Posted to tcl by apn at Sat Jul 08 04:31:00 GMT 2023view raw

  1. Jan,
  2.  
  3. Please see responses below.
  4.  
  5. > -----Original Message-----
  6. > From: Jan Nijtmans <jan.nijtmans@gmail.com>
  7. > Yes, I think that's the point in TIP #671: If glob encounters a
  8. > filename "\xE6", it will be auto-corrected by Tcl to mean "æ".
  9.  
  10. Auto "correct" is not the term I would use for this behavior!
  11.  
  12. > However, when trying to open this file:
  13. > % open æ r
  14. > couldn't open "æ": no such file or directory
  15. > Tcl will never produce such filenames, when the system-encoding
  16. > is UTF-8. So - to me - this issue has only minor consequences,
  17. > I don't think anyone filed a bug-report on this, even though this
  18. > 'problem' is already present in Tcl for ages.
  19.  
  20. It is a fair position to take (though not one I agree with) that if no one
  21. has complained about a bug it is not worth fixing. However, there is
  22. always the danger that the behavior is so egregious on far eastern
  23. locales for example that folks simply do not bother to use Tcl and
  24. thus not report it. I dunno. May be the above inconsistency bothers
  25. me more than it should.
  26.  
  27. > First, let's comment on the discussion going on between
  28. > Ashok and Nathan. I'm reading it with joy, not because
  29. > it's a useful discussion: I see it as a fight throwing mud
  30. > at each other without really going into the main point.
  31.  
  32. Glad we brought some joy to you! But I cannot recall
  33. any mud slinging. If I did, I apologize to Nathan. And the debate
  34. was very much on point. I proposed a solution to a specific
  35. problem. Nathan suggested it was not necessary because
  36. of the iso8859-1 wrapping idiom. I disagreed and so there
  37. has been a lot of back and forth. If that's not relevant
  38. discussion, I don't know what is.
  39. >
  40. > So, let's start criticising the TIP:
  41. > 1) First, I like the name "lossless" more than "passthrough". The
  42. > reason is that "passthrough" suggests that the bytes/codepoints
  43. > are just passed through, which isn't what this profile does.
  44.  
  45. Opinion. Which is fine.
  46.  
  47. > 2) The TIP doesn't describe well what "lossless" does in other
  48. > encodings than UTF-8.
  49.  
  50. The TIP does not talk about utf-8 at all outside of the examples
  51. given so I do understand that comment. It distinguishes (at
  52. the top of the Specification section) ASCII-compatible
  53. versus non-ASCII compatible encodings and defines the behavior
  54. for each. The two classes obviously cover all encodings so I am
  55. at a loss as to what was unclear. I can clarify if you do.
  56.  
  57. > I think that "lossless" can (and
  58. > should) be implemented for all encodings, but just in one
  59. > direction: so
  60. > encoding convertto -profile lossless $enc \
  61. > [encoding convertfrom -profile lossless $enc $data]

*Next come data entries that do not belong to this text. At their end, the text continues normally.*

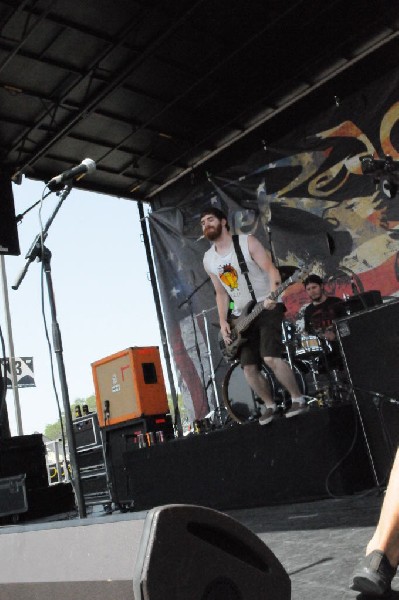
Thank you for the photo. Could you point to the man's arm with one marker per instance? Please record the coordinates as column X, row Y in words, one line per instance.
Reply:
column 263, row 259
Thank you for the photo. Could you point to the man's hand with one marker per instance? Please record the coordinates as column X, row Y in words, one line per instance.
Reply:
column 225, row 331
column 269, row 304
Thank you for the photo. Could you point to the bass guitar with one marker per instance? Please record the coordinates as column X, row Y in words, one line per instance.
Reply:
column 249, row 314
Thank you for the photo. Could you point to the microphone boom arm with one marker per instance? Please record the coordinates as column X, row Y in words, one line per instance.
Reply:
column 35, row 250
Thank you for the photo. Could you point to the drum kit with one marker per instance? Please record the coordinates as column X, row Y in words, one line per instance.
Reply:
column 314, row 364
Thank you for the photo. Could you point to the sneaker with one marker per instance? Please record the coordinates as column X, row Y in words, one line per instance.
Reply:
column 373, row 575
column 297, row 408
column 267, row 416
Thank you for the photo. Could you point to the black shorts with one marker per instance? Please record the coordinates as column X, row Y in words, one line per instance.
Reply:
column 264, row 337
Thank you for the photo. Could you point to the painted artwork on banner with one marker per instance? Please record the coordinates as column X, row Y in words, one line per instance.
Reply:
column 308, row 200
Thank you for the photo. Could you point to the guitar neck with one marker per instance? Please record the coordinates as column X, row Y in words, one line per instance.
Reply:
column 246, row 321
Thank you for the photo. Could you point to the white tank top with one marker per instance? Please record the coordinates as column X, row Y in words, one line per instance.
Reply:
column 227, row 269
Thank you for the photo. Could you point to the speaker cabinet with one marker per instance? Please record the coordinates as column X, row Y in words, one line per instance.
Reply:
column 201, row 554
column 130, row 385
column 370, row 345
column 9, row 243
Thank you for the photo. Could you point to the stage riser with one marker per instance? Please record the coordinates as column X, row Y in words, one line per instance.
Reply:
column 249, row 465
column 71, row 590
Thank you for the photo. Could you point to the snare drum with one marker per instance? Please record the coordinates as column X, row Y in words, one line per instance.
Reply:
column 241, row 403
column 309, row 344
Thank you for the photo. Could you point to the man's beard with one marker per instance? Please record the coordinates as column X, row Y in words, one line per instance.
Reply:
column 212, row 233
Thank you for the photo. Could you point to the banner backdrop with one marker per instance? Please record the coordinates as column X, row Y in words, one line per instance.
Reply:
column 307, row 200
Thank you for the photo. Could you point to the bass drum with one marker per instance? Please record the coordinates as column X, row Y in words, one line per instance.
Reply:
column 242, row 404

  62. > should always return the unmodified $data for any encoding, but
  63. > encoding convertfrom -profile lossless $enc \
  64. > [encoding convertto -profile lossless $enc $data]

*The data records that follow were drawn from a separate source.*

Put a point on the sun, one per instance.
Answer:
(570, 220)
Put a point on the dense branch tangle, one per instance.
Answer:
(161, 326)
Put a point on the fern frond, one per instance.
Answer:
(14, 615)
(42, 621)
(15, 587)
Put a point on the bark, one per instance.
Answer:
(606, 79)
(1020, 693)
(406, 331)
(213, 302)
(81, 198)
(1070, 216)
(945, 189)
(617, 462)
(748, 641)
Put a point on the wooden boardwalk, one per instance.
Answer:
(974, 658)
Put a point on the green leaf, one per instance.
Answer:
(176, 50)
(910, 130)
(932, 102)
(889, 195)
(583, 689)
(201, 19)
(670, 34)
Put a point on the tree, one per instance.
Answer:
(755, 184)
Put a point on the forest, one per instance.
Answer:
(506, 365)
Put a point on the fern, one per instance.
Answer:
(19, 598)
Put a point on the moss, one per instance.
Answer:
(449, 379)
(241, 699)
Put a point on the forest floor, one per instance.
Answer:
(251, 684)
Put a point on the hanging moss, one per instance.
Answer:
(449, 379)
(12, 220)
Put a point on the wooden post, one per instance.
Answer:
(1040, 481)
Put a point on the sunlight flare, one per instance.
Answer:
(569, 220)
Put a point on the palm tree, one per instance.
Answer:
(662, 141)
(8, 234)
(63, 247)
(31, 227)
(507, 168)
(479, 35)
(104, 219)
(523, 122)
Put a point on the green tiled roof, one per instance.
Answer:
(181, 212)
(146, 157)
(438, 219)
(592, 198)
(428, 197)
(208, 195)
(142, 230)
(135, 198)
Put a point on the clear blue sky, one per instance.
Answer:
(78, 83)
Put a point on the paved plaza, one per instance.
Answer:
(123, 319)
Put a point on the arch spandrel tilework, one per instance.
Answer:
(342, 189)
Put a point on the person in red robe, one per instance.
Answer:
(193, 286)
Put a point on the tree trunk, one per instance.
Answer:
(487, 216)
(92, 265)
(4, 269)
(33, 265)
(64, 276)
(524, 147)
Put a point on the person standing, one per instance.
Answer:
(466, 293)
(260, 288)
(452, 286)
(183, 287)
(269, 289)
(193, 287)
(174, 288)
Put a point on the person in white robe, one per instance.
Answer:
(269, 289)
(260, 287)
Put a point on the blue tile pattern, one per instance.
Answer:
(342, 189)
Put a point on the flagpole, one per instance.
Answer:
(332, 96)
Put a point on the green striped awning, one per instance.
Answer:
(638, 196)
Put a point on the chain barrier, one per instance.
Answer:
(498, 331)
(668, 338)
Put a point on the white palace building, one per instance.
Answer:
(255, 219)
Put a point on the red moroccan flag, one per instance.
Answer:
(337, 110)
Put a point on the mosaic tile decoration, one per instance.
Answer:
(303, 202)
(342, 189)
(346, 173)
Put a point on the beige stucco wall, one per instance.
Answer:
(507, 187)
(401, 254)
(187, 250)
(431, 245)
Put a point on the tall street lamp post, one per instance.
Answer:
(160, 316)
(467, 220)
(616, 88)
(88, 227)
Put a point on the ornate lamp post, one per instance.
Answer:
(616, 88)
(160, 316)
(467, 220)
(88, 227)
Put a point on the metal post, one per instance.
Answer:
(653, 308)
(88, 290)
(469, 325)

  65. > should throw an exception if $data contains code-points
  66. > not valid in the $enc encoding (such as lone surrogates
  67. > other than U+DC80 - U+DCFF)
  68.  
  69. There are couple of issues with this. The first is a practical one.
  70. The current Tcl implementation has many instances where errors
  71. (return code of TCL_ERROR) is not tolerated. Either the caller
  72. panics or does not check the error code and has no means to
  73. handle it. ckalloc() is the obvious example but the same is true
  74. in the encodings and i/o modules as well in how internal transforms
  75. are implemented. This works because the 8.6 / tcl8 profile never
  76. fails. Any profile replacing the tcl8 profile must behave the same
  77. way (here the passthrough profile is replacing the tcl8 profile
  78. on glob etc.). Thus exceptions are not an option until Tcl's internals
  79. are fixed to handle and propagate errors and I dont see that feasible
  80. in the 9.0 time frame.
  81.  
  82. Second, I don't see the purpose in the above so it would help
  83. if you elaborate on the intent or use case. In general, I'm
  84. tend to be somewhat skeptical about asymmetrical behavior
  85. as you might recall from the discussion of making the strict
  86. profile the default only in one direction.
  87.  
  88. > 3) I have my doubts about making the "lossless" profile the
  89. > default for filenames and environment variables. For commands
  90. > like "glob" and "open" I could imagine a "-profile" option for
  91. > glob/open. For environment variables, I don't know how to do that.
  92.  
  93. There is no point adding this profile then. I see little value if not
  94. used for system interfaces including file names.
  95.  
  96. > 4) In the TIP:
  97. > "Nevertheless, to mitigate this, this specification (following
  98. > PEP 383** will not map byte values < 128 into the U+DC00
  99. > surrogate space. Instead they are mapped to the encoding
  100. > specific replacement character"
  101. > That's reasonable for UTF-8/16/32, but for other encodings I see
  102. > no reason why \x7F cannot be mapped into U+DC7F if it's
  103. > missing as a valid code-point in the encoding.
  104.  
  105. TL;DR Because security holes (from using different encodings
  106. in the two directions) almost arise in the ASCII code space,
  107. 0-127 are not passed through.
  108.  
  109. I tried to explain this in the Security consideration section but since
  110. my explanations are not clear, please see the references I listed
  111. at the bottom.
  112.  
  113. > 5) What should
  114. > encoding convertto -profile lossless $data
  115. > do for code-points from U+D800 - U+DBFF and from
  116. > U+DD00 - U+DFFF ? Since those codepoints cannot
  117. > be produced by "encoding convertfrom", I think it's
  118. > most logical to throw an exception in this case.
  119. >
  120.  
  121. As I said earlier throwing exceptions is not an option for any
  122. profile that aims to be replace tcl8. As is done for tcl8 and
  123. the replace profile, it is replaced with an encoding-specific
  124. fallback character.
  125.  
  126. Thank you for your review.
  127.  
  128. /Ashok
  129.